Use a Manager token for the import

config import may create both connections and datastores. The Manager role is required for create operations on either resource.

Prerequisites

  • The CLI is installed and authenticated.
  • A folder of YAML files describing the connections and datastores to create. Layout:
qualytics-config/
├── connections/
│   ├── warehouse-prod-db.yaml
│   ├── analytics-prod-db.yaml
│   └── data-lake-prod.yaml
└── datastores/
    ├── warehouse-prod/
    │   └── _datastore.yaml
    ├── analytics-prod/
    │   └── _datastore.yaml
    └── data-lake-prod/
        └── _datastore.yaml
# connections/warehouse-prod-db.yaml
name: warehouse-prod-db
type: postgresql
host: ${WAREHOUSE_HOST}
port: 5432
username: ${WAREHOUSE_USER}
password: ${WAREHOUSE_PASSWORD}
# datastores/warehouse-prod/_datastore.yaml
name: warehouse-prod
connection: warehouse-prod-db
database: analytics
schema: public
tags:
  - production
  - warehouse
  • Environment variables for every ${...} placeholder in the connection files.

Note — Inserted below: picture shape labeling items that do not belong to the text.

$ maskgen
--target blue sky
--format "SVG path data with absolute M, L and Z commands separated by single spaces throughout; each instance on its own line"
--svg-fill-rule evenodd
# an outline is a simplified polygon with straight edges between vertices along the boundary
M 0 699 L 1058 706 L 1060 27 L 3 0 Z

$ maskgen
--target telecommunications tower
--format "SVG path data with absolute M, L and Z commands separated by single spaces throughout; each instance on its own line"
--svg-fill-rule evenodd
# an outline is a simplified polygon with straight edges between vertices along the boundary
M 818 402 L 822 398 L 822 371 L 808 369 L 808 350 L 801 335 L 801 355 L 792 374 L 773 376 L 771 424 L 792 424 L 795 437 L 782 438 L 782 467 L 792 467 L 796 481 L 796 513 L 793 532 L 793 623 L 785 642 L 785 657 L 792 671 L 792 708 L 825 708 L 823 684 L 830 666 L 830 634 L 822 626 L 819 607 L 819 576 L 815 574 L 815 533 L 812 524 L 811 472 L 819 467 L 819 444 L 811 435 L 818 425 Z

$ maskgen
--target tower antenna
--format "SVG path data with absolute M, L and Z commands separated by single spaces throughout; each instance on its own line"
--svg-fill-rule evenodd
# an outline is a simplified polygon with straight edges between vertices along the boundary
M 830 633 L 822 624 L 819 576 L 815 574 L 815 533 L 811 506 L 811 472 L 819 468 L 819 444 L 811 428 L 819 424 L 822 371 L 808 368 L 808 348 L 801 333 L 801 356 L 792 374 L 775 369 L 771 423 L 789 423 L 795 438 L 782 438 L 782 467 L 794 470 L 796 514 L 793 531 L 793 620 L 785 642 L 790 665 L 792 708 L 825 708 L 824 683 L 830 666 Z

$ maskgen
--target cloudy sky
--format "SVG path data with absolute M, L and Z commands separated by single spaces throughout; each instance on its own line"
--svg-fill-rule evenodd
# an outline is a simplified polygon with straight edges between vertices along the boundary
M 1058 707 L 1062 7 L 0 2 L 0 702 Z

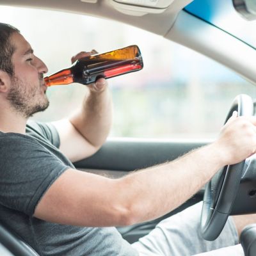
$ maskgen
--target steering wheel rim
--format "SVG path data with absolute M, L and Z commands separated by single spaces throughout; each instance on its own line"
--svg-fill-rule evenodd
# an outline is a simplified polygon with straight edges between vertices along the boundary
M 232 104 L 225 124 L 237 111 L 238 116 L 253 115 L 253 102 L 245 94 L 237 96 Z M 221 169 L 207 184 L 201 214 L 201 232 L 208 241 L 220 234 L 231 212 L 242 177 L 245 159 Z

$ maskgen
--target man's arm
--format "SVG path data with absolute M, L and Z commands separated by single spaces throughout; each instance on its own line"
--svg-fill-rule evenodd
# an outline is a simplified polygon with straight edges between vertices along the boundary
M 45 193 L 35 216 L 89 227 L 130 225 L 162 216 L 196 193 L 221 167 L 254 154 L 255 125 L 255 117 L 231 120 L 216 142 L 116 180 L 69 169 Z
M 72 61 L 91 54 L 80 52 Z M 112 124 L 112 100 L 106 81 L 100 78 L 88 87 L 81 109 L 69 118 L 52 122 L 60 135 L 60 151 L 73 162 L 96 152 Z

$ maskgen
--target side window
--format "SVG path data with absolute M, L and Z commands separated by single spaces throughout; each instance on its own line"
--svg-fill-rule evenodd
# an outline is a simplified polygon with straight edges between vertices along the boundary
M 223 66 L 140 29 L 52 11 L 1 6 L 0 12 L 2 22 L 17 26 L 31 42 L 49 74 L 69 67 L 71 56 L 81 51 L 140 47 L 143 69 L 108 80 L 115 106 L 111 136 L 213 138 L 237 94 L 255 97 L 254 86 Z M 39 30 L 38 24 L 44 24 Z M 50 107 L 33 118 L 71 115 L 86 93 L 77 84 L 49 88 Z

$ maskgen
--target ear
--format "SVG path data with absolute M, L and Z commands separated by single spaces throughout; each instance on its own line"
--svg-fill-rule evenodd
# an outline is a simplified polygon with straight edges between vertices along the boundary
M 6 92 L 11 85 L 11 77 L 10 75 L 0 70 L 0 93 Z

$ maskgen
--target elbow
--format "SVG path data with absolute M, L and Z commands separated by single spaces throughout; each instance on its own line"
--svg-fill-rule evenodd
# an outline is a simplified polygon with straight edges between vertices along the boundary
M 122 209 L 119 211 L 117 220 L 118 226 L 130 226 L 135 224 L 136 221 L 132 211 L 128 209 Z
M 115 196 L 114 211 L 116 226 L 129 226 L 140 222 L 139 208 L 136 200 L 128 189 L 118 188 Z M 120 192 L 121 191 L 121 192 Z

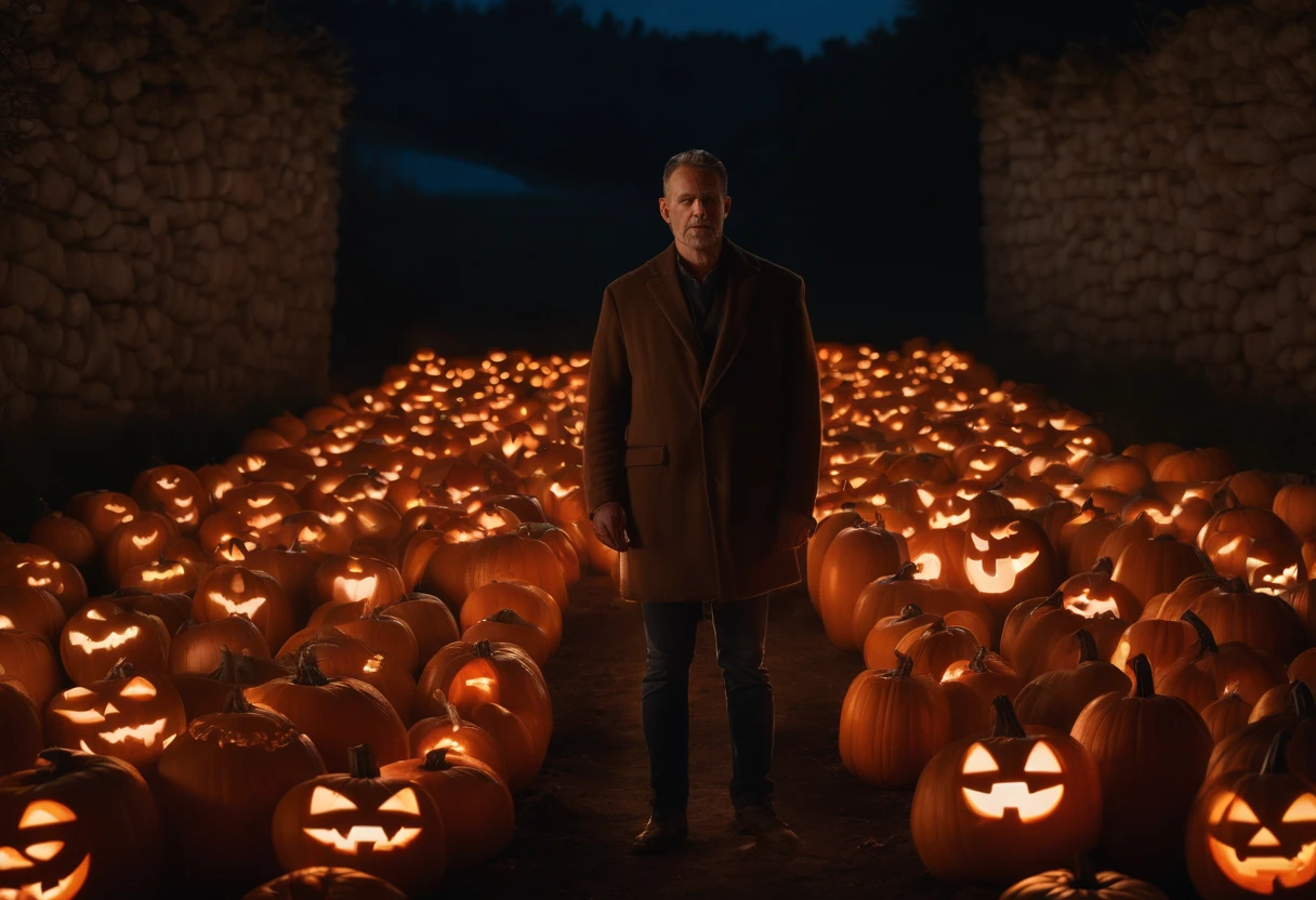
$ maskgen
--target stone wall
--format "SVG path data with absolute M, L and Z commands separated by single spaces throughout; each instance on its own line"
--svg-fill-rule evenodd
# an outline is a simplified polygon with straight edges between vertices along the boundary
M 259 7 L 0 0 L 39 99 L 0 121 L 0 422 L 328 391 L 350 88 Z
M 1036 349 L 1316 397 L 1316 4 L 1207 7 L 1134 55 L 978 86 L 988 314 Z

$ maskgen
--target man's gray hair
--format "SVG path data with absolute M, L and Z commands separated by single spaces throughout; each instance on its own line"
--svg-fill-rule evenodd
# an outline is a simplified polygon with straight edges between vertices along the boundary
M 667 164 L 662 170 L 662 192 L 667 193 L 667 180 L 671 174 L 680 168 L 682 166 L 694 166 L 695 168 L 712 168 L 717 172 L 717 178 L 722 183 L 722 196 L 726 195 L 726 166 L 722 161 L 708 153 L 707 150 L 684 150 L 678 153 L 675 157 L 667 161 Z

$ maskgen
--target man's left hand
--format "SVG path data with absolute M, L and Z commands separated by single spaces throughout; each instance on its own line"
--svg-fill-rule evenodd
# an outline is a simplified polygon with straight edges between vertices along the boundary
M 794 550 L 813 534 L 812 516 L 801 516 L 794 511 L 783 511 L 776 517 L 776 549 Z

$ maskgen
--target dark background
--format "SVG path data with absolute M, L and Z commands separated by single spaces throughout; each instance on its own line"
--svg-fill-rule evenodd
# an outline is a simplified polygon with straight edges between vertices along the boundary
M 604 286 L 671 241 L 663 163 L 703 147 L 729 170 L 726 234 L 805 279 L 816 339 L 946 339 L 1096 414 L 1116 446 L 1211 443 L 1242 468 L 1308 471 L 1316 428 L 1302 411 L 1213 396 L 1169 361 L 1037 354 L 983 317 L 975 74 L 1071 43 L 1113 62 L 1200 5 L 907 0 L 890 18 L 879 3 L 861 39 L 805 54 L 766 32 L 674 34 L 553 0 L 268 0 L 268 28 L 329 33 L 355 89 L 334 389 L 378 383 L 421 346 L 588 349 Z M 476 174 L 416 187 L 400 153 Z M 25 534 L 38 497 L 126 489 L 154 459 L 224 459 L 279 411 L 253 399 L 228 417 L 0 436 L 0 532 Z

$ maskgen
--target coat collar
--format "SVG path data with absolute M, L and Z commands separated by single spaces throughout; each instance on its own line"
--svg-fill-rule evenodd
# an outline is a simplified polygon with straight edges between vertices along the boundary
M 758 283 L 759 264 L 753 254 L 745 253 L 732 243 L 732 239 L 722 236 L 722 255 L 730 264 L 726 274 L 725 308 L 722 309 L 722 324 L 717 332 L 717 342 L 711 357 L 707 357 L 699 333 L 695 330 L 695 320 L 690 317 L 690 308 L 686 305 L 686 296 L 680 291 L 680 282 L 676 280 L 676 242 L 672 241 L 667 249 L 649 262 L 649 291 L 658 303 L 667 321 L 680 337 L 682 343 L 690 357 L 699 363 L 699 368 L 707 372 L 700 387 L 700 400 L 708 397 L 717 386 L 719 379 L 730 366 L 732 359 L 740 350 L 745 339 L 745 330 L 749 325 L 749 307 L 753 304 L 754 287 Z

Either export them in the shell or place them in a .env file in the working directory.

CLI workflow

graph LR
    Files[Config folder] --> Dry[config import --dry-run]
    Dry --> Review[Review summary]
    Review --> Apply[config import]
    Apply --> Connections[(Connections created)]
    Apply --> Datastores[(Datastores created)]

1. Set the secrets

export WAREHOUSE_HOST=warehouse.example.com
export WAREHOUSE_USER=qualytics_reader
export WAREHOUSE_PASSWORD='S3cur3p@ss'
# ... and so on for every datastore

For larger setups, keep the values in a local .env (git-ignored) and let the CLI pick them up automatically.

2. Preview the import

qualytics config import --input ./qualytics-config --dry-run

Sample output:

[DRY RUN] Would create connection: warehouse-prod-db
[DRY RUN] Would create connection: analytics-prod-db
[DRY RUN] Would create connection: data-lake-prod
[DRY RUN] Would create datastore: warehouse-prod
[DRY RUN] Would create datastore: analytics-prod
[DRY RUN] Would create datastore: data-lake-prod
                  Import Summary
┏━━━━━━━━━━━━━━━┳━━━━━━━━━┳━━━━━━━━━┳━━━━━━━━┓
┃ Resource      ┃ Created ┃ Updated ┃ Failed ┃
┡━━━━━━━━━━━━━━━╇━━━━━━━━━╇━━━━━━━━━╇━━━━━━━━┩
│ Connections   │ 3       │ 0       │ 0      │
│ Datastores    │ 3       │ 0       │ 0      │
└───────────────┴─────────┴─────────┴────────┘

3. Apply

qualytics config import --input ./qualytics-config

4. Run first sync on each datastore

qualytics operations sync --datastore-id 42,43,44

operations sync accepts a comma-separated list of datastore IDs.

Behind the scenes

CLI step Method Path Notes
Walk the input folder (local) Loads every .yaml under connections/ and datastores/.
Resolve ${ENV_VAR} placeholders (local) Reads from process env then .env; missing vars abort the import.
List existing connections GET /api/connections Used to decide create vs. update by name.
List existing datastores GET /api/datastores Same matching by name.
Create new connection POST /api/connections Per new connection.
Update existing connection PUT /api/connections/{id} Per changed connection.
Create new datastore POST /api/datastores Per new datastore. Connection ID resolved by name.
Update existing datastore PUT /api/datastores/{id} Per changed datastore.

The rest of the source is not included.